Getting back to the Indy Star's local-local sections:
One of the things that has struck me in the ongoing Death to Print debates is: A lot of the Death to Print people don't read the ads. I read them a lot less than I used to. As journalists, we look at the journalism. As a copy editor, I look at the headlines and layout. But we are not the readers. And as the NAA and others repeatedly point out, print advertising, when compared to radio, TV, and banner or floating Web ads, is the only type that is not an interruption. (Although click-through ads probably aren't either.) Journalist savants probably miss the role newspaper advertising plays for the general reader, even as they decry its loss.
So what does the Star offer in the North Indy Star? The display ads are an interesting mix, from J.C. Sipe Jewelers, which has been in Indianapolis forever, to a really gross ad for a shingles vaccine. There are a couple of pages of restaurant ads accompanied by an advertorial on one restaurant; but the Star has had this since I was in high school. These are zoned, but even so there are restaurants Downtown on the one hand and 20 miles away in Noblesville on the other.

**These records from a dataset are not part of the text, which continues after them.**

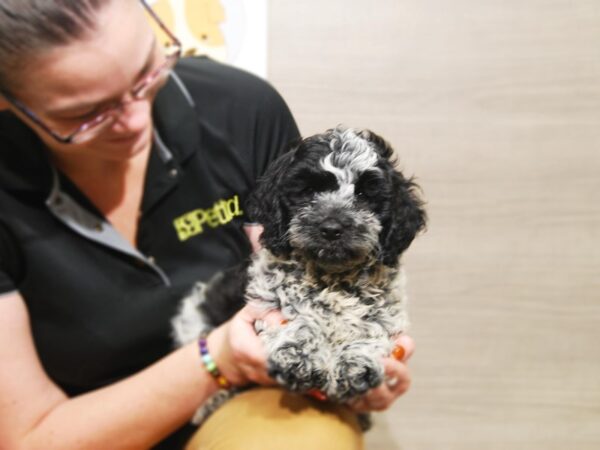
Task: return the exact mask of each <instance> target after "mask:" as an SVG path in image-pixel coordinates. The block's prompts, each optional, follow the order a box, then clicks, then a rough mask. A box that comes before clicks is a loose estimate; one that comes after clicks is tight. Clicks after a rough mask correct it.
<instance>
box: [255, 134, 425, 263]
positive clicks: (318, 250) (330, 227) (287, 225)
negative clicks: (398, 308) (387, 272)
mask: <svg viewBox="0 0 600 450" xmlns="http://www.w3.org/2000/svg"><path fill="white" fill-rule="evenodd" d="M392 153H393V151H392V149H391V147H390V146H389V145H388V144H387V143H386V142H385V141H384V140H383V139H382V138H381V137H379V136H377V135H375V134H374V133H372V132H369V131H362V132H356V131H354V130H351V129H341V128H336V129H333V130H329V131H327V132H325V133H323V134H319V135H315V136H311V137H309V138H306V139H304V140H302V141H301V142H299V143H298V144H295V145H294V146H293V147H292V148H291V150H290V151H288V152H287V153H285V154H284V155H282V156H281V157H280V158H279V159H277V160H276V161H275V162H274V163H273V164H271V166H270V167H269V169H268V170H267V172H266V173H265V175H264V176H263V177H262V178H261V179H260V180H259V182H258V185H257V188H256V190H255V191H254V193H253V194H252V195H251V196H250V198H249V200H248V203H247V205H246V210H247V212H249V214H250V215H251V217H252V218H253V219H254V220H256V221H257V222H260V223H261V224H262V225H263V226H264V232H263V234H262V236H261V243H262V245H263V246H264V247H266V248H267V249H269V250H270V251H271V252H272V253H274V254H275V255H278V256H284V257H286V256H289V255H290V253H291V252H292V251H294V252H295V253H297V254H300V255H301V256H303V257H304V258H306V259H308V260H311V261H313V262H314V263H315V264H317V265H318V266H320V267H322V268H323V269H324V270H327V271H333V272H340V271H346V270H350V269H352V268H354V267H356V266H358V265H364V264H366V263H369V262H372V261H377V262H380V263H382V264H385V265H387V266H392V267H393V266H396V265H397V264H398V260H399V256H400V255H401V253H402V252H403V251H404V250H405V249H406V248H408V246H409V245H410V243H411V242H412V240H413V239H414V238H415V236H416V234H417V233H418V232H419V231H420V230H421V229H422V228H423V227H424V226H425V220H426V216H425V212H424V210H423V207H422V202H421V200H420V199H419V197H418V195H417V193H416V189H417V186H416V184H415V183H414V182H413V181H412V180H410V179H406V178H405V177H404V176H403V175H402V173H400V172H399V171H398V170H396V169H395V168H394V162H393V161H392V159H391V158H392Z"/></svg>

No, what's remarkable is that even though, as we know, Classified is Dead, the Star is still trying to make it work with Community Classifieds. Dogs for Sale is a particularly hot one. And while generic real estate classifieds have largely disappeared, the weekend's Open Houses still work well in print -- you peruse Realtor.com to see what's available, but the newspaper, because of timeliness, still has a role in saying what you can walk though on Sunday.
What really strikes me, though, is "Jobs Close to Home." In the Friday issue there were eight tab pages. We've all been told that professional recruitment ads don't work in print anymore, and why: If you're an accountant looking for an accounting position, easier (and more professional) to look online. But blue-collar jobs still work effectively in print, because the person may not be looking for a specific position -- he or she is looking for a job.
"Jobs Close to Home" is a wonderful idea for a zoned edition whose focus, as noted before, seems to be largely on families with the parents in their late 20s and 30s. You don't want to work 30 miles away, because how will you pick up the kids? So there are a lot of medical, nursing and billing jobs on the North Side here, as well as retail. And there is a territory manager for a cigar company, welders, truck mechanics. utility locators.
A big company in my area, like Merck, probably won't find newspapers a good bet anymore for the sort of high-level jobs it used to advertise in papers like the Inquirer and the Star-Ledger, because it is trying to recruit highly trained people from throughout the Northeast. Why buy all those papers when you can just post online? If the Public Service company is looking for a lineman, though, the newspaper starts looking better. Finally, these classifieds have color ads scattered all through them, and it's a tab. Newspaper classifieds are usually so depressing because they are lines of small black and white type. These ads look like something you might actually want to answer.
Local-local success doesn't mean you have to open a bureau of 40 people. You just have to figure out what "local" really means.